An Alle: hört doch bitte mal auf mit dem Beckhoff ist CoDeSys und WAGO-kompatibel. Das der PLC-Editor von CoDeSys stammt ist offensichltich, aber das sind dann schon fast alle Ähnlichkeiten gewesen.
Immer daran denken: Wenn irgend ne Beckhoff-Klemme bei WAGO nicht geht gibts wohl kein Support... (Spätenstens mit EtherCAT Klemmen hat sich das sowieso erledigt!


----------



## Blockmove (16 Juli 2012)

Also zum Dimmen ist auch DALI ganz gut.

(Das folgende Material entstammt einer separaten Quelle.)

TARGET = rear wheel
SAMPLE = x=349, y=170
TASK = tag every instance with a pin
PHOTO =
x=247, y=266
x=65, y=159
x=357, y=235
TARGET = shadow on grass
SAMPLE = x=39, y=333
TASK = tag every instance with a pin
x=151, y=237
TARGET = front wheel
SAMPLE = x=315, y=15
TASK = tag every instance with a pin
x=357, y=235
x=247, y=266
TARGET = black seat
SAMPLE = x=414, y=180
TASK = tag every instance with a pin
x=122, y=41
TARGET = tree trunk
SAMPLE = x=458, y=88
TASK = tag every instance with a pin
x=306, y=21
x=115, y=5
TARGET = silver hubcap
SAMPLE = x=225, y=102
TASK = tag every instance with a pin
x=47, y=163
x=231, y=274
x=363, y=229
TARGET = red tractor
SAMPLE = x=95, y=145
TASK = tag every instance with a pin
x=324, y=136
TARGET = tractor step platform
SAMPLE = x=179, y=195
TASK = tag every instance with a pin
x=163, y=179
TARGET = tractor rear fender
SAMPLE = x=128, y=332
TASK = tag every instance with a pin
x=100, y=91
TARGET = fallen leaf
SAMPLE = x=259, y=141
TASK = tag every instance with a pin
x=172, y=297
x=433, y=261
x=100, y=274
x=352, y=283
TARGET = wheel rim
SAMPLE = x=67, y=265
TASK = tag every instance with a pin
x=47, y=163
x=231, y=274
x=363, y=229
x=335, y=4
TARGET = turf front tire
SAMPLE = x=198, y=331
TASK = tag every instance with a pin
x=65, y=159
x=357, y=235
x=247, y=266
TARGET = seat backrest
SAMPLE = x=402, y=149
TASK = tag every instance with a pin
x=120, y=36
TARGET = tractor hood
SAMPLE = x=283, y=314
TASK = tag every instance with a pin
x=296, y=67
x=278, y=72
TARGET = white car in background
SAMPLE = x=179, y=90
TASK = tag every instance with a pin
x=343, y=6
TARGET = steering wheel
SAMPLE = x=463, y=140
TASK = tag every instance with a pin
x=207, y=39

Von der Installation und auch vom Preis.

Gruß
Dieter


----------



## Gülle (16 Juli 2012)

Also Dali möchte ich nicht einsetzen. Und Beckhoff Dimmerklemme an einer Wago klingt ein wenig nach Bastellösung. Das ist eigentlich meine Lieblingsbeschäftigung, aber bei der Hausautomation sollte sich das doch in Grenzen halten. Sonst gibts Ärger mit der Chefin...

Ein Bussystem möchte ich nach Möglichkeit nicht aufbauen. Es soll alles zentral in einen Schaltschrank gezogen werden. 

Für mich klingt das so, als ob es mit Twincat schon mehr Möglichkeiten als mit CoDeSys gibt. Ob es sich lohnt dafür mehr Geld auszugeben ist natürlich immer Ansichtssache.
Aber ich plane den Rest meines Lebens in diesem Haus zu wohnen, da will ich die Entscheidung für das eine oder andere System nicht von ein "paar" Euro abhängig machen. Es sei denn, es macht keinen Sinn.

@gloeru:
Die CX5010 klingt natürlich sehr interessant, aber würde für meine Bedürfnisse nicht eine CX9010 reichen? Was machst Du denn alles damit? 
Was meinst du mit "mehr Aufwand" bei Beckhoff?


----------



## gloeru (16 Juli 2012)

Für die reine SPS-Lösung wird sicher auch ein CX9010 reichen. Was ich mit einer CX5010 alles mache? Viel, beispielsweise eine ganze Brauerei steuern.
 Ich nutze einfach gern die Vorteile von einem "richtigen" PC... Drucker dran, Daten aufzeichnen auf eine USB-HDD, Fernwartung, Zusatzprogramme, Office, etc etc
Bei einem CX9010 musst du zudem zusätzlich eine TwinCAT Lizenz für dein Programmiergerät kaufen, die CX5010 kann direkt programmiert werden. (Man kann TwinCAt auch einfach alle 30 Tage neu installieren, aber ist eine Grauzone, zudem mühsam)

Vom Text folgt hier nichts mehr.